Yeshaya Dalsace, comment devient-on rabbin ? Existe-t-il des différences entre la formation et l’ordination des rabbins dans les communautés orthodoxes, libérales et massorti ?

On devient rabbin par vocation et appétit de judaïsme. Seul un passionné peut faire ce métier. La formation diffère selon les époques et les courants. Traditionnellement, un rabbin est avant tout un talmudiste. Encore de nos jours, dans l’orthodoxie stricte, la yeshiva reste le lieu de formation privilégié. En revanche, au Consistoire, chez les massorti ou chez les libéraux, on passe par un séminaire rabbinique pluridisciplinaire. L’avantage est que la formation est plus large, plus éclectique et mieux adaptée à la pluralité du public communautaire. La question se pose du niveau du séminaire et de la pertinence des matières enseignées, ce qui est très variable. Dans une yeshiva classique, on fera essentiellement du Talmud et de la halakha (loi juive). Dans un séminaire, les matières sont multiples. Les orthodoxes mettent plus l’accent sur une formation de Talmud et de halakha, les massorti également, mais ils sont plus éclectiques et abordent aussi beaucoup la Bible, la pensée et l’histoire ; les libéraux font beaucoup moins référence au corpus talmudique classique ou à la halakha au profit d’études critiques et bibliques. Personnellement, j’ai suivi la yeshiva puis un séminaire à Jérusalem.

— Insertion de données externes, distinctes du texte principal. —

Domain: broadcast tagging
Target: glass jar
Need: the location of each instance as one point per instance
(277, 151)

Dans tous les cas, une fois la formation terminée et les examens réussis, on reçoit son « titre » de rabbin lors d’une cérémonie. C’est une sorte de reconnaissance par ses pairs d’une capacité à exercer la fonction. Dans l’Antiquité, on recevait la hasmakha (imposition des mains par ses maîtres), qui octroyait une grande autorité, notamment législative, mais celle-ci fut supprimée durant la période talmudique. Depuis, il s’agit d’un ishour horaa, une autorisation à enseigner. Rabbin, c’est d’abord l’art d’apprendre et d’enseigner. 

 

On dit parfois avec humour qu’ « être rabbin n’est pas un métier pour un Juif ». Qu’en pensez-vous ?

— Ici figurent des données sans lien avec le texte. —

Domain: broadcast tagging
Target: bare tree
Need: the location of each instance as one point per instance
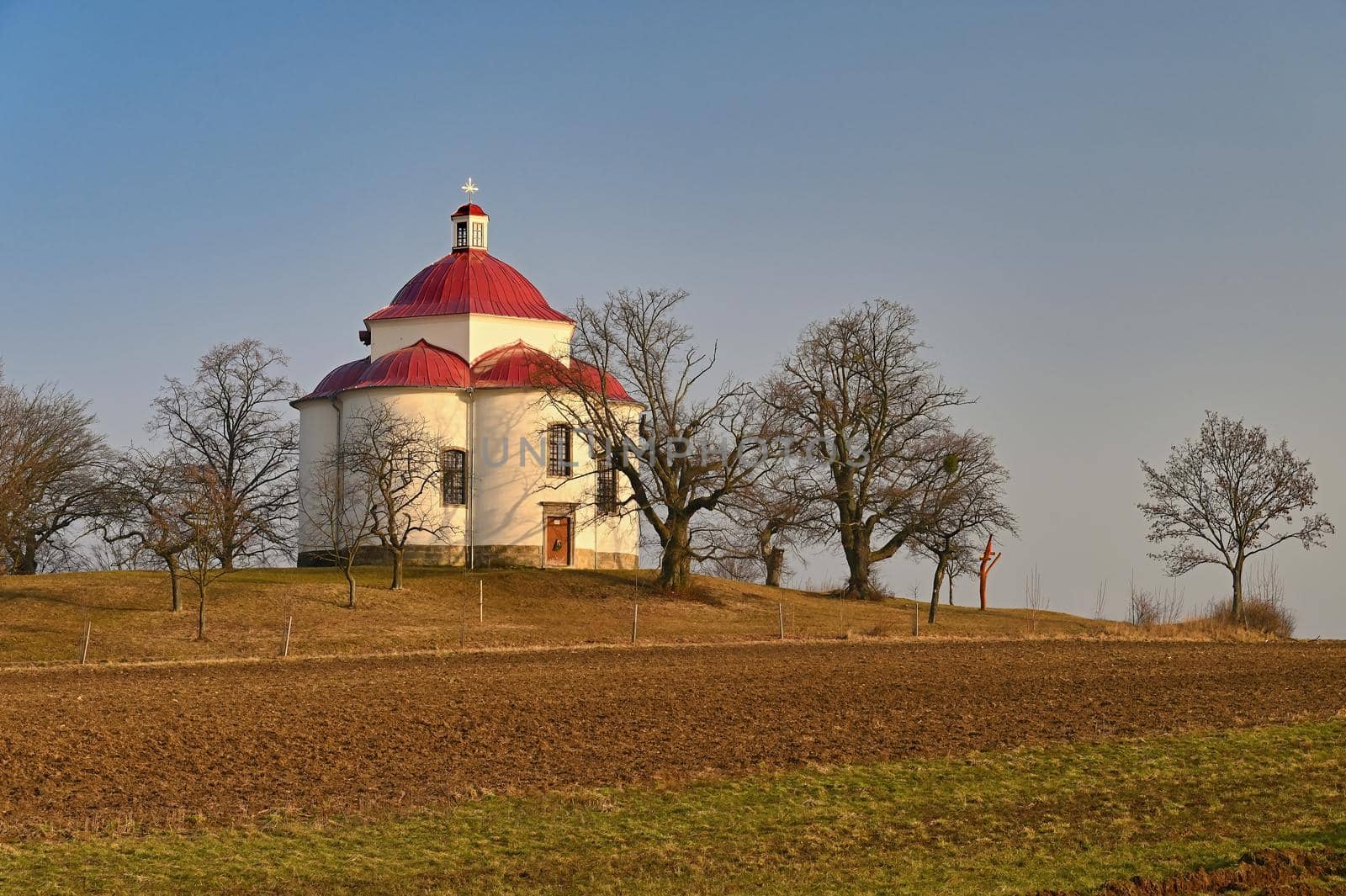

Disons qu’être un bon rabbin est extrêmement difficile et relève d’une exigence constante. Le rabbin est une sorte d’homme-orchestre qui doit savoir énormément de choses et répondre aux attentes diverses du public. Il est homme de spiritualité, de droiture morale, de piété, de savoir, pédagogue, psychologue, chaleureux, drôle, sérieux, source d’inspiration, dévoué, disponible, curieux… Travailler avec les gens n’est pas facile. Moïse en savait quelque chose et s’en est plaint plus d’une fois ! En plus, c’est mal payé… Il est donc toujours tentant d’aller faire autre chose. Mais cela reste une fonction passionnante et d’une grande variété. C’est surtout une fonction essentielle pour l’avenir du judaïsme, à savoir : que va devenir notre si ancienne religion à l’aune d’une époque absolument nouvelle pour le peuple juif ? Un rabbin doit y réfléchir… À cette question, il existe bien évidemment de multiples réponses.

 

Selon vous, sur quoi repose (ou devrait reposer) l’autorité rabbinique ? 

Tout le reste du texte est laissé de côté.